Graham Willgoss, graham.willgoss@haynet.com

Eurovestech's chief executive plans to start a charity to get companies to give shares to good causes.

The chief executive of an investment company listed on the London Stock Exchange wants to set up a charity to encourage other blue-chip companies to donate a proportion of their shares to good causes.

Richard Bernstein is chief executive of Eurovestech, a venture capital fund that has been making charitable donations since 2001 by creating and giving away new shares.

Eurovestech recently passed the £1m mark in share donations with a gift to deafblind charity Sense, which the charity sold for £15,000. Bernstein now wants to set up a charity, independent of his company.

"There's been a good reaction to what we're doing," said Bernstein. "We're probably going to form a charity in the coming months to raise awareness and get corporate heavyweights and high-profile business dealers involved.

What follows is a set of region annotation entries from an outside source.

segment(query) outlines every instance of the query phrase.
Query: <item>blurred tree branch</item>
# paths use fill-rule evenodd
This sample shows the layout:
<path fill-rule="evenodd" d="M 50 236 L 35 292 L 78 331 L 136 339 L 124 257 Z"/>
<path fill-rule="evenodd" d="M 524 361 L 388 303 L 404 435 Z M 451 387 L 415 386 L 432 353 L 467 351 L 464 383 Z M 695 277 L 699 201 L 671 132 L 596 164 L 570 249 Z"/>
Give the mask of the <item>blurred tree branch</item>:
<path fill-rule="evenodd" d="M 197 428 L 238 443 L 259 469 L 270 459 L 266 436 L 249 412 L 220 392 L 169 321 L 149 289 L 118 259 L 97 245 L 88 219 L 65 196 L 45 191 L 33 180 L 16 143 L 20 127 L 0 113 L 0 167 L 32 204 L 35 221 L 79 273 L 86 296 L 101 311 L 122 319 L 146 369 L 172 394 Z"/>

We've had a meeting with other chief executives, and one or two other blue-chip companies came along to try to get a consensus on the best way to take it. The idea is to encourage other companies to copy the scheme because it's so easy to do."

Bernstein says donating shares will have little impact on a company's financial position. He claims many companies are not in a position at present to give significant cash donations, but may be able to consider the issue of new shares, thereby creating donations that might otherwise not have happened.

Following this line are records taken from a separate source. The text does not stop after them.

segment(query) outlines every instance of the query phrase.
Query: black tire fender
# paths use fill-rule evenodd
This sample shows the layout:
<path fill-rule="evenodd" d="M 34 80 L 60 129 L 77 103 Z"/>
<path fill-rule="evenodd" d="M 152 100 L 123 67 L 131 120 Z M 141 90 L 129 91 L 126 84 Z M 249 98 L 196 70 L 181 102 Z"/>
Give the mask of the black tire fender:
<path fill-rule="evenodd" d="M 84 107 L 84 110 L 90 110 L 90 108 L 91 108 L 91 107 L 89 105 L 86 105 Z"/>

Eurovestech approached Sense after a shareholder who regularly donates to the charity suggested it could benefit from the scheme.

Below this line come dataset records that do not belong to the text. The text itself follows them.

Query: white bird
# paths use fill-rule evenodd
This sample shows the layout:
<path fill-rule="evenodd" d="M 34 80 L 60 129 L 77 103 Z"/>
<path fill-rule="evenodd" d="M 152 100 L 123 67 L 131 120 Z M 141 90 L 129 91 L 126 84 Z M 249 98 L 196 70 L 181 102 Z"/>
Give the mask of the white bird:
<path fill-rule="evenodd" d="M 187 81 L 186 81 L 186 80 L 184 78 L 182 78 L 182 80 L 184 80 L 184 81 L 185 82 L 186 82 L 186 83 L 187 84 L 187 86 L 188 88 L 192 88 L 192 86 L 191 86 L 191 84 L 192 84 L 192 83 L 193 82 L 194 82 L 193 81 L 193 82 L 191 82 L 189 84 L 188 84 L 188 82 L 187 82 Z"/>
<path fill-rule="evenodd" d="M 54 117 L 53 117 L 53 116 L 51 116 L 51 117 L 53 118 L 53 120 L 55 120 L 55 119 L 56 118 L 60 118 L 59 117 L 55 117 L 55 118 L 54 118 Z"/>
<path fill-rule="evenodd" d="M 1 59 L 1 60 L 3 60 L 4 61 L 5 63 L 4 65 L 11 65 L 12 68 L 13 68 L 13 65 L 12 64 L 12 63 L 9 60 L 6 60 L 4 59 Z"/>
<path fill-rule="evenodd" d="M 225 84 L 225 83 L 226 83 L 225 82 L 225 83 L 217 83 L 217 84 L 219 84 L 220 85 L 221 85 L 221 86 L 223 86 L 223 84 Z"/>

"It's a fantastic scheme," said Tiffany Garside, manager of corporate fundraising at Sense. "We don't need to supply any resources from our side in terms of manpower or costs, but the income was huge. Because it was unrestricted funding, we could determine what we wanted to do with the money we raised. The more companies that do it, the better."

Bernstein said: "It's a meaningful way of engaging with the real world, and I think it's what businesses should be doing. It makes no real difference to the owners of a company, but it makes a huge difference to society."

COMMENT

Nick Brooks, head of not-for-profit, Kingston Smith LLP

The general gifting of shares scheme has not been well taken up since it was introduced with GiftAid in 2000. It's not a well-used scheme, so anything that can stimulate that type of giving is a good thing.

Bernstein seems to want to do two things. First, his own company is creating new shares and giving them away. Second, he wants to set up his own charity, which presumably will be funded by share donations.

I don't think it's quite as simple as he says. When you issue new shares, you have to go through the formalities, and the same applies to gifting the shares. Although it's not hugely complicated, there are procedures that have to be followed. Shares go up as well as down, so their value depends on when charities decide to cash them in. They will also have to have some sort of facility with a bank or a broker to sell the shares, and that might be an extra cost for them.

But if it's a question of getting shares or nothing else, you're better off having the shares.